抵抗性または再発性病変を有する患者に対する第2相試験で奏効率が61%を示す
MDアンダーソンがんセンター
2011年5月23日

急性リンパ性白血病(ALL)細胞を選択的に破壊する、有力な化学療法薬を組み合わせた抗体が、第2相試験において患者46例のうち61%で癌細胞を消滅または大幅に減少させた。本研究は、6月3日~7日にシカゴで開催される第47回米国臨床腫瘍学会(ASCO)年次総会で発表される。

本試験はテキサス大学MDアンダーソンがんセンターの研究者らの主導により、参加した患者は治療後の再発または他の療法に抵抗性を有する急性リンパ性白血病(ALL)であった。

「この患者集団において、inotuzumab ozogamicin(イノツズマブ・オゾガマイシン)による50%を超える奏効率は、おそらく同疾患に対する単剤治療のなかで今までで有効性が最も高いものであろう。」と本試験の研究責任者であり、MDアンダーソンがんセンター白血病科教授兼部長のHagop Kantarjian医師は見解を述べる。
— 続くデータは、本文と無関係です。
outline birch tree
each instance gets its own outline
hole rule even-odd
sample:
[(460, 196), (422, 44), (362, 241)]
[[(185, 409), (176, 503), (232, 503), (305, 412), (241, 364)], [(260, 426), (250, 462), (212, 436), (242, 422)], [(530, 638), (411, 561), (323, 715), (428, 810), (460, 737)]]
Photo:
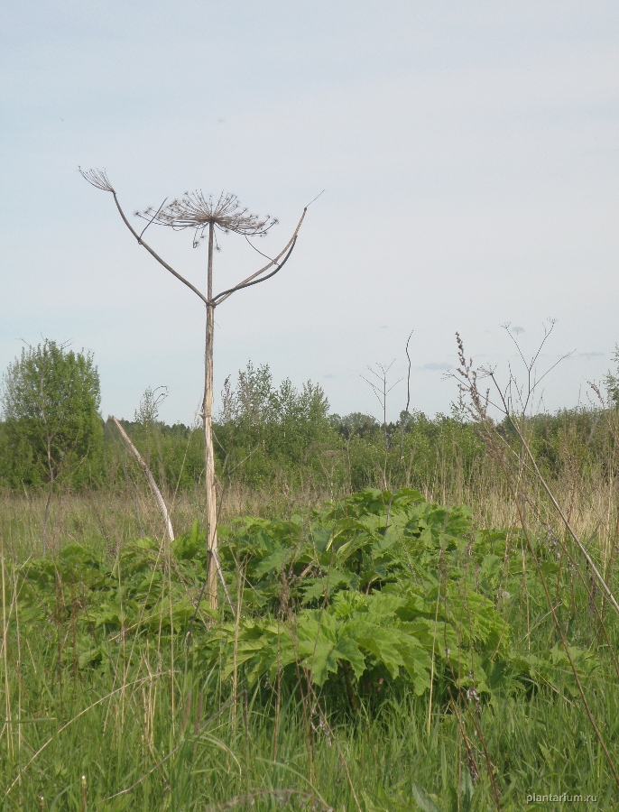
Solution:
[[(216, 247), (216, 229), (227, 234), (241, 235), (245, 237), (262, 236), (265, 235), (277, 220), (273, 217), (260, 217), (251, 214), (247, 208), (241, 206), (238, 198), (233, 194), (222, 193), (218, 198), (207, 197), (201, 191), (185, 192), (185, 194), (171, 201), (166, 200), (155, 209), (150, 208), (144, 211), (137, 211), (135, 215), (146, 220), (146, 226), (138, 233), (131, 225), (125, 211), (118, 201), (116, 191), (110, 183), (105, 170), (91, 169), (79, 171), (88, 183), (96, 189), (109, 192), (115, 203), (120, 217), (137, 240), (139, 245), (161, 264), (166, 271), (175, 276), (179, 281), (186, 285), (201, 301), (206, 309), (206, 330), (204, 347), (204, 394), (202, 398), (202, 428), (204, 431), (204, 468), (206, 489), (206, 515), (207, 515), (207, 540), (209, 551), (209, 566), (208, 577), (208, 603), (211, 608), (217, 608), (217, 575), (224, 583), (224, 576), (219, 564), (217, 555), (217, 503), (215, 479), (215, 455), (213, 451), (213, 338), (215, 327), (215, 309), (223, 304), (233, 293), (259, 284), (271, 279), (290, 258), (294, 249), (299, 235), (299, 231), (303, 223), (308, 207), (301, 214), (297, 227), (291, 236), (273, 259), (265, 257), (268, 262), (262, 268), (250, 273), (236, 285), (219, 293), (213, 293), (213, 253)], [(143, 235), (146, 229), (152, 225), (165, 226), (175, 231), (189, 229), (193, 231), (193, 246), (197, 247), (202, 240), (208, 240), (208, 254), (207, 264), (207, 290), (206, 293), (193, 285), (182, 274), (179, 273), (165, 260), (163, 260), (151, 245), (144, 242)]]

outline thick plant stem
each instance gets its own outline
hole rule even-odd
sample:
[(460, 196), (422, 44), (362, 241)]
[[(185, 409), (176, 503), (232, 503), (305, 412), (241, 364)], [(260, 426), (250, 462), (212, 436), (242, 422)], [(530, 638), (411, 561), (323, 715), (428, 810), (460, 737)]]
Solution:
[(208, 291), (207, 304), (207, 331), (204, 351), (204, 401), (202, 402), (202, 426), (204, 429), (204, 484), (206, 488), (207, 539), (208, 551), (208, 605), (217, 607), (217, 507), (215, 489), (215, 454), (213, 451), (213, 333), (215, 328), (215, 305), (213, 296), (213, 241), (214, 226), (208, 229)]

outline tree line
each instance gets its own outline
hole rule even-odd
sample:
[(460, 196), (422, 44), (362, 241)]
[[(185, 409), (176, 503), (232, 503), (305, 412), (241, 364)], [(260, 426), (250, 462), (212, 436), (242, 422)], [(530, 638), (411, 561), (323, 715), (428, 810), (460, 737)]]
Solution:
[[(614, 379), (607, 383), (612, 396)], [(146, 390), (133, 420), (121, 423), (160, 487), (184, 491), (204, 476), (203, 432), (160, 420), (164, 396), (163, 390)], [(131, 463), (115, 427), (101, 416), (100, 401), (92, 354), (48, 339), (24, 347), (3, 378), (0, 487), (121, 487)], [(614, 475), (616, 411), (609, 402), (531, 418), (531, 440), (547, 475), (560, 475), (568, 464), (581, 472), (602, 464)], [(502, 430), (506, 447), (515, 448), (507, 422)], [(387, 424), (362, 412), (340, 416), (319, 384), (299, 388), (286, 379), (277, 385), (268, 364), (251, 362), (225, 383), (214, 438), (220, 484), (254, 488), (430, 489), (455, 469), (468, 481), (485, 464), (484, 443), (462, 408), (433, 418), (411, 410)]]

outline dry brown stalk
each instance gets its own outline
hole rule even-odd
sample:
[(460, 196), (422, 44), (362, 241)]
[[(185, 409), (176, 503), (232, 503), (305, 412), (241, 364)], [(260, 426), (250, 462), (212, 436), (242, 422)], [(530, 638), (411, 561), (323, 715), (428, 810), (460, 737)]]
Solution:
[[(271, 227), (277, 223), (277, 220), (268, 216), (261, 218), (256, 215), (250, 214), (246, 208), (241, 207), (236, 195), (222, 193), (218, 199), (215, 199), (211, 197), (207, 198), (201, 191), (185, 192), (181, 198), (172, 200), (172, 202), (169, 203), (167, 206), (165, 205), (166, 200), (164, 200), (157, 209), (150, 208), (143, 212), (135, 212), (138, 217), (147, 220), (146, 226), (142, 232), (138, 234), (123, 211), (115, 189), (110, 183), (106, 171), (93, 169), (82, 171), (80, 168), (79, 171), (82, 177), (96, 189), (112, 194), (114, 202), (115, 203), (123, 222), (135, 237), (138, 245), (144, 247), (160, 264), (192, 291), (192, 292), (195, 293), (206, 306), (204, 395), (200, 417), (202, 418), (202, 427), (204, 431), (207, 539), (208, 551), (211, 555), (211, 566), (208, 567), (207, 586), (209, 606), (211, 609), (216, 609), (217, 604), (217, 573), (219, 573), (220, 578), (223, 578), (223, 577), (220, 572), (221, 567), (217, 557), (217, 499), (215, 482), (215, 454), (213, 445), (213, 340), (215, 309), (237, 291), (266, 281), (267, 279), (271, 279), (271, 277), (274, 276), (282, 270), (292, 253), (297, 242), (299, 231), (308, 210), (308, 206), (310, 204), (308, 204), (303, 209), (303, 213), (292, 235), (275, 257), (266, 257), (266, 259), (269, 260), (268, 263), (258, 271), (251, 273), (234, 287), (222, 291), (217, 295), (213, 295), (213, 250), (217, 247), (215, 242), (215, 229), (217, 228), (224, 233), (232, 231), (236, 234), (242, 235), (247, 239), (248, 236), (262, 236), (265, 235)], [(208, 259), (207, 271), (207, 295), (202, 293), (188, 279), (175, 271), (171, 265), (166, 263), (165, 260), (144, 242), (143, 239), (144, 232), (153, 223), (159, 226), (170, 226), (175, 231), (192, 228), (194, 230), (194, 247), (197, 247), (201, 240), (206, 239), (208, 234)], [(261, 252), (258, 253), (261, 254)], [(262, 255), (265, 256), (265, 254)], [(213, 563), (215, 564), (214, 567), (212, 566)]]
急性リンパ性白血病(ALL)とは、リンパ芽球と呼ばれる未成熟白血球が急速に増殖し、正常な各血球を締め出す悪性度の高い白血病である。

CMC-544の名でも知られる本薬剤は、90%超のALL細胞の表面に存在するタンパクであるCD22を標的とする抗体と、細胞毒性薬剤であるcalicheamicinを結合させたものである。一旦、本薬剤がCD22と結合すると、そのALL細胞内に同薬が取り込まれ、細胞死をもたらす。

このほかの二次治療選択肢に対する奏効率は20から30%である。

ALLに用いられるセカンドラインの併用化学療法では、通常、完全奏効率が20~30%であるとKantarjian医師は言う。ファイザー社が開発するこのモノクローナル抗体製剤は、ALLに対する新規の薬剤である。

本剤は安全であるとMDアンダーソンがんセンター白血病科助教授であるElias Jabbour医師は述べる。同医師が、米国臨床腫瘍学会(ASCO)で6月6日月曜に研究結果を発表する予定である。副作用のほとんどが、軽度 (グレード1~2)で対処可能であった。 薬剤誘発性の発熱が、最も多い副作用であり、患者48例中9例において、より重度に及ぶものであった。

奏効が評価可能な患者46例のうち、9例に完全奏効が、14例に不完全な血小板回復を伴う完全奏効が、5例に血球数の回復はみられないものの骨髄芽球が5%未満であることが認められた。

奏効をみた16例には、その後ドナー血液幹細胞移植を実施したと Jabbour医師は述べた。

薬剤併用

inotuzumab(イノツズマブ)と他の化学療法との組み合わせにより、ALL治療をさらに改善する可能性があるとJabbour医師は言及する。MDアンダーソンでは、inotuzumabに別のモノクローナル抗体薬剤であるrituximab(リツキシマブ)を併用する第2相臨床試験が進行している。現在rituximabは、非ホジキンリンパ腫のいくつかのタイプに対して使用されている。

Rituximabは、ALL細胞の50%に出現する表面タンパク質CD20を標的とする。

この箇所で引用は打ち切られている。